Several months later (and into my sophomore semister at college), the first version of AMC (that resembles this version) was born.

Because (at the time) the company I was working for was using HP-UX boxes, I got in contact with their local dealer and picked myself up a HP 710/50 workstation for a reasonable price. This machine has been the development machine for all subsequent AMC versions up until v3.4. After v3.4 portability became very important to me, so I purchased as many machines with different processor types as I could.

At this point I intend to use AMC to write an operating system/compiler package. The operating system would be based on the object-oriented architecture described above. An object-oriented operating system is quite a bit different from a traditional one. For example, the file system is replaced with an OO "database engine." And memory management starts to extend to the point where objects that are in memory, on disk, out on a network, in a piece of hardware are all accessed in a uniform way.

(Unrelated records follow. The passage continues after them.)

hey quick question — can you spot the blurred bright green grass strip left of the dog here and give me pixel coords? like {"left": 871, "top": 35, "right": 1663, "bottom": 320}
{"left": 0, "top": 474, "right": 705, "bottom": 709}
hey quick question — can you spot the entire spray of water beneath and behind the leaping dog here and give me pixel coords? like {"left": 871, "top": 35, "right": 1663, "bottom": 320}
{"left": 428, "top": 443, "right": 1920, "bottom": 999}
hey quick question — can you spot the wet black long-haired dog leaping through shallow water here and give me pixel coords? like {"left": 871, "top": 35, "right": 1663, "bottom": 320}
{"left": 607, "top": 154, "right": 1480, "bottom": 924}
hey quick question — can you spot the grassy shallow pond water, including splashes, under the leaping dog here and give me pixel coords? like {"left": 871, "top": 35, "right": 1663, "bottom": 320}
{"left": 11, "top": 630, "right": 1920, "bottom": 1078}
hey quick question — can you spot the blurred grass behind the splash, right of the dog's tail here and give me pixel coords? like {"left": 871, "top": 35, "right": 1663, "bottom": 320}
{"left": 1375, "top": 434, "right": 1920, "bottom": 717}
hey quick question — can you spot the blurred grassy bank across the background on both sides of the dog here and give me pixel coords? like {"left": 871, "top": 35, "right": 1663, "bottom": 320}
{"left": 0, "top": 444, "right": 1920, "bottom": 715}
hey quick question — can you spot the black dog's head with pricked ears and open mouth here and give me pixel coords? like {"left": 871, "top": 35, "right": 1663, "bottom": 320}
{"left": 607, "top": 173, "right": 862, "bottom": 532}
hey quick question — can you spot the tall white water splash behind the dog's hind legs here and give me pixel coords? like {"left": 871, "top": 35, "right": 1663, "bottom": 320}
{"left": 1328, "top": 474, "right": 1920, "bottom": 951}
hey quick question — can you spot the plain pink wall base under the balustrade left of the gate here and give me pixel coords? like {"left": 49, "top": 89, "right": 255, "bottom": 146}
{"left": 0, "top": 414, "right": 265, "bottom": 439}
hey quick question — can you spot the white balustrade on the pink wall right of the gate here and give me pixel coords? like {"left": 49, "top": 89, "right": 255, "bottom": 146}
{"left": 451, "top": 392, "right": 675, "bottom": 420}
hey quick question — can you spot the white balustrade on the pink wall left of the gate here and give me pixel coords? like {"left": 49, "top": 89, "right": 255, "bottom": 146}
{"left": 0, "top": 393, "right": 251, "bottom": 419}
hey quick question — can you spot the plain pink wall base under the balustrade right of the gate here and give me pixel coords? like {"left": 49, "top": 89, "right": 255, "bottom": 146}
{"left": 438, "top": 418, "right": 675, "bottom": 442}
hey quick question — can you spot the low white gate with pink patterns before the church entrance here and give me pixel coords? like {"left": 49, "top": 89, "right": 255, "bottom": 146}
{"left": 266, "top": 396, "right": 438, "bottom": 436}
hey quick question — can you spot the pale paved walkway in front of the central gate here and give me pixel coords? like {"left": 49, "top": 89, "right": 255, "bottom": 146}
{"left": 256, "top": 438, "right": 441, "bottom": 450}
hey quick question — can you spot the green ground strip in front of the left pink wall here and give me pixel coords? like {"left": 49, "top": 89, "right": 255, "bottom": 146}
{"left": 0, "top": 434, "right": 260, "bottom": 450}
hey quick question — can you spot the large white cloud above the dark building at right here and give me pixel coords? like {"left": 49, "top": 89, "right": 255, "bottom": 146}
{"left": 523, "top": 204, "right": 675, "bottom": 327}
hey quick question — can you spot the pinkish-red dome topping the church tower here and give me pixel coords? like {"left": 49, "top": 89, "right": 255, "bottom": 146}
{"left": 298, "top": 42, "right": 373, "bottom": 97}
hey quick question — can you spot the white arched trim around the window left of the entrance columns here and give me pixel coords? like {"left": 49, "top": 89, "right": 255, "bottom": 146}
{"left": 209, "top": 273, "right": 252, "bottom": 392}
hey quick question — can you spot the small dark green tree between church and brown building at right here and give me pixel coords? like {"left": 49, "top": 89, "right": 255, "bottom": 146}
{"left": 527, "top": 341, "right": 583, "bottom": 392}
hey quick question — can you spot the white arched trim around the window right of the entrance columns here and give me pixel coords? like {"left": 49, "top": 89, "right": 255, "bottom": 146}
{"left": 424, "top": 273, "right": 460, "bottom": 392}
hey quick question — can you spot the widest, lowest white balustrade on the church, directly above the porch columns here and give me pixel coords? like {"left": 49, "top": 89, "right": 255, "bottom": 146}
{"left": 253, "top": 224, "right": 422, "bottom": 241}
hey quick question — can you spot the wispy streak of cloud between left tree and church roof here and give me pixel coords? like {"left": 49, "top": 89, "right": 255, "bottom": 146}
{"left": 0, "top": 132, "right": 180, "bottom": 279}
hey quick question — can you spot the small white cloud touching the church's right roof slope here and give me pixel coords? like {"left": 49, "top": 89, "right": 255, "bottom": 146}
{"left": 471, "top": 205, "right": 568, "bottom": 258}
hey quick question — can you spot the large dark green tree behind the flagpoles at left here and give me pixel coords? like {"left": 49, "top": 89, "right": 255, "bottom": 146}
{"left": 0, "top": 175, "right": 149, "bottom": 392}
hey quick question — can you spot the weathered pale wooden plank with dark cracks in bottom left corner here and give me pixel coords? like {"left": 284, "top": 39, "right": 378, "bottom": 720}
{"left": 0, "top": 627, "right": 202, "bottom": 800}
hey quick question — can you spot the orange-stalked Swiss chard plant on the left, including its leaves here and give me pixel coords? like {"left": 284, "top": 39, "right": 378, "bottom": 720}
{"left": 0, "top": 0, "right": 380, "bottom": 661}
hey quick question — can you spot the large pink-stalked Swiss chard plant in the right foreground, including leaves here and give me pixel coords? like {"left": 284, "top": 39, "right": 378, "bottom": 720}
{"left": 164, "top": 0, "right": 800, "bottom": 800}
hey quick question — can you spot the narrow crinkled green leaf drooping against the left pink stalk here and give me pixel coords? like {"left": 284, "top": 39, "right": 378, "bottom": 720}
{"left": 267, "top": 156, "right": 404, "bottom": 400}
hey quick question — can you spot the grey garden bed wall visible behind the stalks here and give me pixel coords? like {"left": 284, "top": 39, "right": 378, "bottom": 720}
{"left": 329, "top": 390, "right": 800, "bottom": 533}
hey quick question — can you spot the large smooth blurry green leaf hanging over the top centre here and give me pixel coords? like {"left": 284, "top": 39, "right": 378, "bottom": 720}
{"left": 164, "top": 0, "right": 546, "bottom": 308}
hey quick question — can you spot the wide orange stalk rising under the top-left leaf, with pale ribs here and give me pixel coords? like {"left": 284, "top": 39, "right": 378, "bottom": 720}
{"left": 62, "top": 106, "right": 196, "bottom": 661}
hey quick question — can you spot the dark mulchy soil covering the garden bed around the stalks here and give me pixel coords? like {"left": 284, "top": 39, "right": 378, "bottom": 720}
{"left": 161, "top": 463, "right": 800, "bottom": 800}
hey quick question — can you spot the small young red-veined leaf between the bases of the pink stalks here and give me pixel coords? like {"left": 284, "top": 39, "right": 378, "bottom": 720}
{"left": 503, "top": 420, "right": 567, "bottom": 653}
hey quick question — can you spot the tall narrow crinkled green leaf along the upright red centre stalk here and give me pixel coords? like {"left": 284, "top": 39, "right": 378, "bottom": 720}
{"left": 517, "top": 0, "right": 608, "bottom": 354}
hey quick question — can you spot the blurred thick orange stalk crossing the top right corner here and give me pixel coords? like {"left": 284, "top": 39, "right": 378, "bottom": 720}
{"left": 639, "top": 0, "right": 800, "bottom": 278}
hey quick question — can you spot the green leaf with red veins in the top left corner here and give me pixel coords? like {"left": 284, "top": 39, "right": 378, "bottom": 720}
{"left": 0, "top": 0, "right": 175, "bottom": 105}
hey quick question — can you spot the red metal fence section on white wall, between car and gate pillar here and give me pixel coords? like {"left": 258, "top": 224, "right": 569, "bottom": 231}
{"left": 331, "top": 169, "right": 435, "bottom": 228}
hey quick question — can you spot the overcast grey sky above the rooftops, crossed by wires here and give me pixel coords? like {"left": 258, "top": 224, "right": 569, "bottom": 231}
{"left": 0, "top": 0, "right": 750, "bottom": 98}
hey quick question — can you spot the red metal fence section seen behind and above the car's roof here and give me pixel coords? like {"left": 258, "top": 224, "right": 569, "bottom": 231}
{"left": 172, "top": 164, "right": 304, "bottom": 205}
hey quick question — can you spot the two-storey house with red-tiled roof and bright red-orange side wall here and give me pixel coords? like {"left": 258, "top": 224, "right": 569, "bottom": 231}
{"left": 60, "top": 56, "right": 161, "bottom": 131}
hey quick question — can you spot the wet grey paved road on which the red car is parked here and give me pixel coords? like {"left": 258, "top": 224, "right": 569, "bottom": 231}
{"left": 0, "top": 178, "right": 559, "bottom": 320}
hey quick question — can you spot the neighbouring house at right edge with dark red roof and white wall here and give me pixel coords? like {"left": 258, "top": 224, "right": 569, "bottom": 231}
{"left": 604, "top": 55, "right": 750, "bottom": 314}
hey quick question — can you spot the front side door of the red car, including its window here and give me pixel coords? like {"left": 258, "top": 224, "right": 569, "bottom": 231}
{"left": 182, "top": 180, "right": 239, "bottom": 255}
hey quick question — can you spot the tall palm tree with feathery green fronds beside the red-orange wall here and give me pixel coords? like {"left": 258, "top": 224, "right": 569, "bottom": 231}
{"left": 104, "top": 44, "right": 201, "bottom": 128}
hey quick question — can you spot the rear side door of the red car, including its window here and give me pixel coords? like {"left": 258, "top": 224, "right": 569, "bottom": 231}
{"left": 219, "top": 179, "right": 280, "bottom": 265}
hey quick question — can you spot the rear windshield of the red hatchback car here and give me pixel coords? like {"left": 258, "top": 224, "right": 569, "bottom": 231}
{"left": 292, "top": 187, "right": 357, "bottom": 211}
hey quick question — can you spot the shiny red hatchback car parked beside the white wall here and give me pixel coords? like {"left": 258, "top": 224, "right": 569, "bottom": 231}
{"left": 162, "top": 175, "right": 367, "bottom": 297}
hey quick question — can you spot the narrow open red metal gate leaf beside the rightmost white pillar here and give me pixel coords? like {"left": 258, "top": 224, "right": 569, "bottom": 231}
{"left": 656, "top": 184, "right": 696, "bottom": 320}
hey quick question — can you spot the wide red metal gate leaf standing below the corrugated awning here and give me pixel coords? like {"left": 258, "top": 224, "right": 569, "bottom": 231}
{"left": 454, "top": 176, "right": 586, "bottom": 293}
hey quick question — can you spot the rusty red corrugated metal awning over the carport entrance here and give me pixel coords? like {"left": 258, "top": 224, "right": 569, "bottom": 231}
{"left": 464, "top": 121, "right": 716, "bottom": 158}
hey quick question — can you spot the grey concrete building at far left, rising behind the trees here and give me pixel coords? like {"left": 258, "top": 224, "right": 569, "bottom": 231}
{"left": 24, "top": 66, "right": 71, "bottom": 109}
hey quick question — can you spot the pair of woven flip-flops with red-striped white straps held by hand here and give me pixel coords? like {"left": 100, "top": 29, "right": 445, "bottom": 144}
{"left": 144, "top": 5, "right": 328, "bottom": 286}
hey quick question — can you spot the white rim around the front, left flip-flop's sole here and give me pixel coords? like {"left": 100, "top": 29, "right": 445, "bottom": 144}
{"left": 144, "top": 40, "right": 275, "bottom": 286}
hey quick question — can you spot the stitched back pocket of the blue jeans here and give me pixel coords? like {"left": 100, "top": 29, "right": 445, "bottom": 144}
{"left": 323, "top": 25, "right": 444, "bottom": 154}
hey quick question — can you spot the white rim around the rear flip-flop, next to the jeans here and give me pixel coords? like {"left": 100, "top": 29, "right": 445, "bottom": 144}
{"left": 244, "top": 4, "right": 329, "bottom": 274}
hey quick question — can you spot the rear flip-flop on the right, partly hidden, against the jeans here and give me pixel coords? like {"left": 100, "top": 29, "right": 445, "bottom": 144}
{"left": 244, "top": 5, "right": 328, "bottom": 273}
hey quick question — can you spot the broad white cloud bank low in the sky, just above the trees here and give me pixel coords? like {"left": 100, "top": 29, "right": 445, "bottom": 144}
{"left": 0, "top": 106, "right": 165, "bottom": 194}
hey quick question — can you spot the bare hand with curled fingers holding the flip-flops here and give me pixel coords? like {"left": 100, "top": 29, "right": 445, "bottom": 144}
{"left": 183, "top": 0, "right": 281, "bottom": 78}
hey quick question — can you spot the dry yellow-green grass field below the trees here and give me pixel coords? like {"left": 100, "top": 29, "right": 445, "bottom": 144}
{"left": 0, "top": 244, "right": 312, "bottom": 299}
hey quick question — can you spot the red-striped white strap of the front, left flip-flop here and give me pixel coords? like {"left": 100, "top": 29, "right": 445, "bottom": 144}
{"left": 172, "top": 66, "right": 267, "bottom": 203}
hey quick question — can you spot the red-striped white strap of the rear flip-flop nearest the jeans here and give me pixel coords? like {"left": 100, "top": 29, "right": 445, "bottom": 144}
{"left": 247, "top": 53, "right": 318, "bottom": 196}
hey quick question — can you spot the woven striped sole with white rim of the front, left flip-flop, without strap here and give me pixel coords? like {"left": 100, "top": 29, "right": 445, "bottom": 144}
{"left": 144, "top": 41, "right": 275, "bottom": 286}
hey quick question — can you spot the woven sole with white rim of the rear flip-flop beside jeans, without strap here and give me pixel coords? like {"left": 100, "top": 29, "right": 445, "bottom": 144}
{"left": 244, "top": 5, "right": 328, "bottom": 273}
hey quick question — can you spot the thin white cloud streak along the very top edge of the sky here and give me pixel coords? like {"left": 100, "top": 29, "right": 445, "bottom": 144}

The language would also be based on the object-oriented architecture. There would be very little syntax (similar to AMC in concept). Each syntactic element would be an object (that receives a Parse method). Simply name the construct, the OO "database engine" in the operating system retrieves that from a catalog somewhere and requests that that object parse its syntax from the input stream and generate the appropriate code in the output stream.

Such a system would be much more tightly integrated than current programming systems. In the example given above, the symbol table for the language is actually a "directory" or database index in the operating system. Of course, file system directories and symbol tables are actually very similar. In fact, the IFP language uses a filesystem as its symbol table (with the limitation that traditional filesystems have way too much overhead for that kind of data).


As I find free time to code more of this stuff, I will make it freely available just as with AMC.